# Asymptotic distribution of the sample variance

Consider the linear model $$y_i = \beta x_i +u_i$$ for $$i=1,...,n$$ where $$(x_i,y_i)$$ are i.i.d. and $$E(u_i\mid x_i)=0$$ while $$E(x_i^4)<\infty$$ and $$E(u_i^4)<\infty$$. Let $$n$$ be large.

Derive the asymptotic distribution for the sample variance $$s^2$$.

I have managed to show that $$E(s^2)=0$$

I have also shown that you can write the sample variance as $$s^2 = \frac{n}{n-1}[\frac{u'u}{n}-(\frac{u'X}{n})(\frac{X'X}{n})^{-1}(\frac{X'u}{n})]$$

However, I'm not sure how I would find the variance of $$\sqrt{n}(s^2-\sigma^2)$$, which I need to find the asymptotic distribution according to the CLT.

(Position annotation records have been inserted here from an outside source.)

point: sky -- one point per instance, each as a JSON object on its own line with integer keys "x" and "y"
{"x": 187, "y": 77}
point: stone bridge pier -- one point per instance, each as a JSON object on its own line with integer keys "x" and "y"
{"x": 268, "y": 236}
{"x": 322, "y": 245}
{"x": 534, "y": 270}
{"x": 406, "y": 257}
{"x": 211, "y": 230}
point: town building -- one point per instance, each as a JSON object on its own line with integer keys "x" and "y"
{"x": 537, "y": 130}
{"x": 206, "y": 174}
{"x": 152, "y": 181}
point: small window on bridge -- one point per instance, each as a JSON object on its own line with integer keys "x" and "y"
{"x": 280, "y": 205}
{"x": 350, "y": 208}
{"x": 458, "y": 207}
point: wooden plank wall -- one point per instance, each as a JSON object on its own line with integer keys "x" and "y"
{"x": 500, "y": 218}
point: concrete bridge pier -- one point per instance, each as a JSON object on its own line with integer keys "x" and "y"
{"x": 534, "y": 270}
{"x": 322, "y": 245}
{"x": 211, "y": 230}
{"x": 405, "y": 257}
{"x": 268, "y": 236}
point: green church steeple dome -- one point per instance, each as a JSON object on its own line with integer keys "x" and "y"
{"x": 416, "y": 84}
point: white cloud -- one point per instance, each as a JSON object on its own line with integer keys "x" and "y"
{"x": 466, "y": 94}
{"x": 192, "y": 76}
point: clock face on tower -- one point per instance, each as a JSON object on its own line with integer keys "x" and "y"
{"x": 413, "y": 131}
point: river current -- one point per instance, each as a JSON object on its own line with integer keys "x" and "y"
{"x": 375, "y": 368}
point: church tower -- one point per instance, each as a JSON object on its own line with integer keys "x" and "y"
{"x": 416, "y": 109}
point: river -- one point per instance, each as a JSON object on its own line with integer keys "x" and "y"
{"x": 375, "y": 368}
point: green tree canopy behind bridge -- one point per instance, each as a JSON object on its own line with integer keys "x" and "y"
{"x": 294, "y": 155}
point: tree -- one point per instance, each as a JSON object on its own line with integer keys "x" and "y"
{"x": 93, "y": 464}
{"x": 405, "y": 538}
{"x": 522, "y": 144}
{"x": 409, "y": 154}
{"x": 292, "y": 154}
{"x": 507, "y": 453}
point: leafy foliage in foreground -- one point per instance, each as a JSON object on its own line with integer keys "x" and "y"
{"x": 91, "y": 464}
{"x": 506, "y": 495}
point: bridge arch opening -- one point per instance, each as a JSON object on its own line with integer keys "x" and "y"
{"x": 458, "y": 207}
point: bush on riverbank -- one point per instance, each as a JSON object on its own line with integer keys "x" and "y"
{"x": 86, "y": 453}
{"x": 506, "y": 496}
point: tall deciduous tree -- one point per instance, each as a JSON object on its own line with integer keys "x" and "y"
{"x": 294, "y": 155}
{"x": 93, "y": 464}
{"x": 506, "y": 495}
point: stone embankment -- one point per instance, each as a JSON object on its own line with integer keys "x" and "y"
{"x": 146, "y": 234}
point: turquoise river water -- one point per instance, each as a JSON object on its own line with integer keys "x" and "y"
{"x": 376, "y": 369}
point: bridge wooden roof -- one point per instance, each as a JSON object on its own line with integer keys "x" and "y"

• How do you define $s^2$? Nov 6, 2021 at 19:17

You've shown that $$\sqrt{n}(\tilde{s}^2-\sigma^2)=\frac{1}{\sqrt{n}}\sum_{i=1}^n [u_i^2-\mathsf{E}u_1^2]+R_n,$$ where $$\tilde{s}^2=\boldsymbol{u}^{\top}\boldsymbol{u}/n$$ and $$R_n$$ is the remainder term. If $$R_n=o_p(1)$$, then the asymptotic distribution of $$\sqrt{n}(\tilde{s}^2-\sigma^2)$$, and, hence, of $$\sqrt{n}(s^2-\sigma^2)$$ is $$\mathcal{N}(0,\operatorname{Var}(u_1^2))$$, where $$\operatorname{Var}(u_1^2)=\mathsf{E}u_1^4-\sigma^4$$.